Making this a blocker for now (so it doesn't fall off our radar while we get answers to open questions). We need to know how this will interact with the automation tests. Does this actually cause problems on the test machines? We also want to handle gracefully the error case where the user's machine loses its WiFi connection.
Assignee: nobody → adam
Priority: -- → P2
Whiteboard: [WebRTC] → [WebRTC], [blocking-webrtc+]
Currently, when you go into offline mode, we tear down all peerconnections. This doesn't happen at the ICE layer, which will blissfully keep going, but at the PC layer. Similarly, you can't create PCs in offline mode. We certainly don't want to be handing out 127.x addresses ordinarily. I suppose we could have some testing frob which let you tell it you wanted that.
Do the test servers have network connectivity when running their automated tests?
Flags: needinfo?(hskupin)
If we don't allow that we should at least throw a better failure message to make it clear why it's failing.

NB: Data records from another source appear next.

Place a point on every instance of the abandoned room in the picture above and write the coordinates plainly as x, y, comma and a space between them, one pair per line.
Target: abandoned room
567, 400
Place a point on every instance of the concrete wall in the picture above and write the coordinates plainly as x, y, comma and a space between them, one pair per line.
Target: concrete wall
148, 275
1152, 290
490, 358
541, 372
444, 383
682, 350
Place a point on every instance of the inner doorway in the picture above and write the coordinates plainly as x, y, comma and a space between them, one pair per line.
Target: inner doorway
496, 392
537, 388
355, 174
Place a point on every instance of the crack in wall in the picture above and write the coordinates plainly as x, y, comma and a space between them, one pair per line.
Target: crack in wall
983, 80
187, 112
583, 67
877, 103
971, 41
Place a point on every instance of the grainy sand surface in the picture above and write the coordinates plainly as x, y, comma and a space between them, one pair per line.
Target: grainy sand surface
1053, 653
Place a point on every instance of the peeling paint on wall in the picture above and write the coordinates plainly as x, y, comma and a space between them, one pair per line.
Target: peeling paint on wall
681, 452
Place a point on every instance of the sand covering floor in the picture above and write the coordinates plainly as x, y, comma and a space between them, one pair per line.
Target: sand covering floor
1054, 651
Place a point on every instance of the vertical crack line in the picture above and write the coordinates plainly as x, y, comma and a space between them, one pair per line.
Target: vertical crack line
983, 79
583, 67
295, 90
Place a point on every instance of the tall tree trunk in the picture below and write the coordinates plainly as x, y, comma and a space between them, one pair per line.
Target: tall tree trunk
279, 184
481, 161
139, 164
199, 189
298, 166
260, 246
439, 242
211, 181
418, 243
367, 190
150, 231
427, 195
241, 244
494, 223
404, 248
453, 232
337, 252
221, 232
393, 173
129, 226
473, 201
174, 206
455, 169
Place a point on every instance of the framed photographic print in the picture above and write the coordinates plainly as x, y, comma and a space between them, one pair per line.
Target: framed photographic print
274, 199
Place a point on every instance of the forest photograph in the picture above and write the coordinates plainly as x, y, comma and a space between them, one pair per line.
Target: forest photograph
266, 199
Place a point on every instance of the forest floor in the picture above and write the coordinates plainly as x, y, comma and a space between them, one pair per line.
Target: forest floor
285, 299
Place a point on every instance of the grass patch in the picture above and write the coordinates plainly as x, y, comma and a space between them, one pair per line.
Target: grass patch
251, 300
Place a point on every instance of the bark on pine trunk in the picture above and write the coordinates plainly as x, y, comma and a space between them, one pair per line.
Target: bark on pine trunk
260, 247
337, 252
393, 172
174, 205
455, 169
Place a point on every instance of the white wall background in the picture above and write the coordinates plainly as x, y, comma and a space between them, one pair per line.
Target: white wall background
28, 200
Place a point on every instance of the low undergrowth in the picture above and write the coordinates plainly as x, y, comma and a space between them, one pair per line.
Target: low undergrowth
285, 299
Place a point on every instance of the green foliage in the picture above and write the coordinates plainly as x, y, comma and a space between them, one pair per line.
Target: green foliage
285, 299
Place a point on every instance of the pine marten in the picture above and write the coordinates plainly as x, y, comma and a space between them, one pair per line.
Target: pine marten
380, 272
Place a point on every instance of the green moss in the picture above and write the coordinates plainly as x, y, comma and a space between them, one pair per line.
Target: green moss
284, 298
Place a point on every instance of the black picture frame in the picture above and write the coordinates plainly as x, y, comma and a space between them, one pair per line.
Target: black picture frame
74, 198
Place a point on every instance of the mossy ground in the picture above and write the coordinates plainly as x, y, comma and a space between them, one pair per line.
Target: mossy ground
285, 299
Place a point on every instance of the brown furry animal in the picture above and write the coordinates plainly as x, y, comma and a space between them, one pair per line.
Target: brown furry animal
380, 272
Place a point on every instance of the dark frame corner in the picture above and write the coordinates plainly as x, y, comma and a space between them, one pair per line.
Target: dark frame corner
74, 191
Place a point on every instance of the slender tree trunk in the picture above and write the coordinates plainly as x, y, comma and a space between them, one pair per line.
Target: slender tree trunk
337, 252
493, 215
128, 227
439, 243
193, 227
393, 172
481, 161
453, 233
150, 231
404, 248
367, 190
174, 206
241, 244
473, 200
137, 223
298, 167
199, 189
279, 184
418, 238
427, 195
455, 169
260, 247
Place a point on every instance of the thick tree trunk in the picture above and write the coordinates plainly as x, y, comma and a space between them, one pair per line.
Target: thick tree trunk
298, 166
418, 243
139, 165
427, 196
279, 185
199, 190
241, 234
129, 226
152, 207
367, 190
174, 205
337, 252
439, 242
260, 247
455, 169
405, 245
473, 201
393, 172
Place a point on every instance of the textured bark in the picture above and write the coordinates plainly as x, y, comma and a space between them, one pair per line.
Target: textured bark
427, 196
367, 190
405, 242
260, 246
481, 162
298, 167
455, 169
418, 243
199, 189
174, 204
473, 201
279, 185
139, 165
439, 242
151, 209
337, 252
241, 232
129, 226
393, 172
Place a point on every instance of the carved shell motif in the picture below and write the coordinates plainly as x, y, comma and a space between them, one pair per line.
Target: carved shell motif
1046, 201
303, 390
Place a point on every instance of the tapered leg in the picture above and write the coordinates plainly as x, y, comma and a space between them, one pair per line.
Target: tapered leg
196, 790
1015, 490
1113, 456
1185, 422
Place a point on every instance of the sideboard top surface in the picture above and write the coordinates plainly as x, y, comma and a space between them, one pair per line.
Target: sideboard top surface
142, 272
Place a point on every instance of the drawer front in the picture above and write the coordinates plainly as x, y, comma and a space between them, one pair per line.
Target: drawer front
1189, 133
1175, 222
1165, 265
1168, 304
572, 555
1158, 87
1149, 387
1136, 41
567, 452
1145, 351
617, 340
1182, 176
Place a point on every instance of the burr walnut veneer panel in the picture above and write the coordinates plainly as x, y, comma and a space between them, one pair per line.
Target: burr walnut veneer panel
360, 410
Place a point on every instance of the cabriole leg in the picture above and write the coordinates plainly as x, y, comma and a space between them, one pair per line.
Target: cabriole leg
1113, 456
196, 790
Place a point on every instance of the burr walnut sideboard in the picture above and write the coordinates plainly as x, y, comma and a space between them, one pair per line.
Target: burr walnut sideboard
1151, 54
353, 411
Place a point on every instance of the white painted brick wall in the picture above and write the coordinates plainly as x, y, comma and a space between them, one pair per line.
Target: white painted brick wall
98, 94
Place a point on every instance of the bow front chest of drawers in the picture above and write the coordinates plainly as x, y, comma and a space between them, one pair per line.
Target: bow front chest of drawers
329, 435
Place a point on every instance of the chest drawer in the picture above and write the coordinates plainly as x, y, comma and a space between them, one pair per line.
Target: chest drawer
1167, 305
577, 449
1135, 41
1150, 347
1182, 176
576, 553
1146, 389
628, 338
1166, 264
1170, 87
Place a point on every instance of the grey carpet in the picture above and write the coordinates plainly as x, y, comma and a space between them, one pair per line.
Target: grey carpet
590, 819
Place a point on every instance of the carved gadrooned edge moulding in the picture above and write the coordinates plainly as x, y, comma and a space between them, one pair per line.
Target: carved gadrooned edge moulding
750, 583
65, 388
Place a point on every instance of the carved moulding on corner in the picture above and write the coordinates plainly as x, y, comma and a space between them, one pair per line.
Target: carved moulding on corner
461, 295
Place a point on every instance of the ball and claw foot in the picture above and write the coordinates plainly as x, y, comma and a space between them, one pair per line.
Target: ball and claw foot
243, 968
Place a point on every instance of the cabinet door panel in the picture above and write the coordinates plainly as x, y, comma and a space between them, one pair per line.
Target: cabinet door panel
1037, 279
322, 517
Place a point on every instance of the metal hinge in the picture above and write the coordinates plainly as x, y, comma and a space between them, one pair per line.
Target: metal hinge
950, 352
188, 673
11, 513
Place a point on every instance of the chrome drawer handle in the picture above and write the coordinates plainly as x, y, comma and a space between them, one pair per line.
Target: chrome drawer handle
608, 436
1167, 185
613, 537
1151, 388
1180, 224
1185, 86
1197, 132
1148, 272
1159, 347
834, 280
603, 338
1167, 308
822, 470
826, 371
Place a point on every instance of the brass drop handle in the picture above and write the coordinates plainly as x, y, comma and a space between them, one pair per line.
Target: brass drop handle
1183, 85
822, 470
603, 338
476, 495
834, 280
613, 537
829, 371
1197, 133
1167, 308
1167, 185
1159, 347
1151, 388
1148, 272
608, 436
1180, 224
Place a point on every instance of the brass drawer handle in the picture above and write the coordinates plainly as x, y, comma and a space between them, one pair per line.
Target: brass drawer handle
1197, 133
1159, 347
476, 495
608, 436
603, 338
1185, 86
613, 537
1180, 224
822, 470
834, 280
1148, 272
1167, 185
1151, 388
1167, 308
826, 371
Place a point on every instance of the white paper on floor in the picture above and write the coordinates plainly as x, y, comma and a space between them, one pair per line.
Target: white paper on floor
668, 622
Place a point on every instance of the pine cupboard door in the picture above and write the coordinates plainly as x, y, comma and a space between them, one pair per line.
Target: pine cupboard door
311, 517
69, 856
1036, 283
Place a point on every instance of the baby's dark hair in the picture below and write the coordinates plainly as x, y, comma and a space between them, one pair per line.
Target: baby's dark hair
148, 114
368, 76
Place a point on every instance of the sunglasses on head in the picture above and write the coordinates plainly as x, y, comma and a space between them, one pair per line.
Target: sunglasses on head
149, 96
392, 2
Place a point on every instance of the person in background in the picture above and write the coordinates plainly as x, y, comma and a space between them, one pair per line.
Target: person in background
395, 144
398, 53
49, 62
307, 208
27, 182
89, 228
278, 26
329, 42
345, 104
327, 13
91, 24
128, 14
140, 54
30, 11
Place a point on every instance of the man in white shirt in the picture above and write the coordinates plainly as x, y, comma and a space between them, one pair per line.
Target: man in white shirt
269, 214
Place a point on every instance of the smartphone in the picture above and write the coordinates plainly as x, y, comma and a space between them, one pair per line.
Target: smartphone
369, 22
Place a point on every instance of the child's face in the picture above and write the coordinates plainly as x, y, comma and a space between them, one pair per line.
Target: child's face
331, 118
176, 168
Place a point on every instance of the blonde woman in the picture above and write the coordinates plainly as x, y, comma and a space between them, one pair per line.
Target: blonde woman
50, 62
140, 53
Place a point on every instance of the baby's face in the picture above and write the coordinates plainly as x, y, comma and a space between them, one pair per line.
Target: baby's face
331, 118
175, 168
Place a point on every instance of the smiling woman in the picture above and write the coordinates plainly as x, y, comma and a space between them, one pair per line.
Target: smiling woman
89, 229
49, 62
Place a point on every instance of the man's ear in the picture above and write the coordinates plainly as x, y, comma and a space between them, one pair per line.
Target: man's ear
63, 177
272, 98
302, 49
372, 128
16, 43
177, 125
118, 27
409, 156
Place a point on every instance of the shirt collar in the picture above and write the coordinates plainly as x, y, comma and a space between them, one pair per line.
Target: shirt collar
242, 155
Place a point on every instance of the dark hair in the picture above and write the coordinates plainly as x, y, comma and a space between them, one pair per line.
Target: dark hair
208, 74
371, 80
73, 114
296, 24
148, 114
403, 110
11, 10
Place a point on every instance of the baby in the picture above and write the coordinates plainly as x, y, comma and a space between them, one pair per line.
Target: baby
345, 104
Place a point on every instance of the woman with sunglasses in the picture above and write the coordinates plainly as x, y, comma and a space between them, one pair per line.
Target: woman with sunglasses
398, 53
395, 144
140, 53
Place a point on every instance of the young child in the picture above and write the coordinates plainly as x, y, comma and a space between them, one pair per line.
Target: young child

What we are getting right now is not clear. The machines have network access otherwise we wouldn't be able to hand over tasks. But none of the tests are allowed to access external networks. Everything is done via httpd.js and the loop back interface. So I still can't say what's happening here given that it is only happening on a single platform right now. So I would wait until my patch on bug 824923 has been merged to m-c and then to alder. At this point we will know what's going on. Further discussion on that for tests we should move to bug 823056.
Status: NEW → ASSIGNED
Flags: needinfo?(hskupin)
This might not be related to a missing network interface. When I have discovered this problem I was running a couple of tests in a row which might have exceeded the number of possible to create peer connection tests before we start failing in initialize(). Same as what Jason has seen on bug 825534. Is there a reason why we are failing after around 20 pc instances?
Flags: needinfo?(ekr)
Summary: Failure '0x80004005' in IPeerConnection.initialize when trying to establish a peer connection if no network interface is present → Failure '0x80004005' in IPeerConnection.initialize when creating too many (>20) peer connection instances
Possibly. If they're not cleaned up properly we start to run out of resources. You'd need to run it with logging to find out what resource and why it's not cleaning it up
Flags: needinfo?(ekr)
Try NSPR_LOG_MODULES signaling:5
A testcase which can be used to reproduce this bug is attachment 680451 [details] from bug 801227.
Henrik -- are you sure this is the same bug? When I run that test case, I'm reliably getting a different error from a different component: 0x80040111 in [nsIDOMNavigatorUserMedia.mozGetUserMedia], versus 0x80004005 in [IPeerConnection.initialize] Can you please double-check that you're getting the '005 error rather than the '111 error when you run that test case?
Flags: needinfo?(hskupin)
Tracking down the 0x80040111 I describe above, I've isolated it to code inside Navigator::MozGetUserMedia: nsCOMPtr<nsPIDOMWindow> win = do_QueryReferent(mWindow); if (!win || !win->GetOuterWindow() || win->GetOuterWindow()->GetCurrentInnerWindow() != win) { return NS_ERROR_NOT_AVAILABLE; } The check that is failing here is ensuring that "win->GetOuterWindow()->GetCurrentInnerWindow()" is equal to "win". I also notice, when running these tests, that the number of DOMWINDOW instances grows rather steadily as the test progresses. Generally, it will get pretty far before hitting this condition (on the order of 20 - 50 reloads). If one then manually hits 'reload' in the browser interface, it will typically run for approximately the same number of iterations before failing out again. My hunch, then, is that we're not really exhausting a resource here, as much as stimulating a condition that has something like a 2%-5% chance of failure. I suspect, but cannot yet confirm, that the fact that we're leaking DOM windows is an unrelated issue.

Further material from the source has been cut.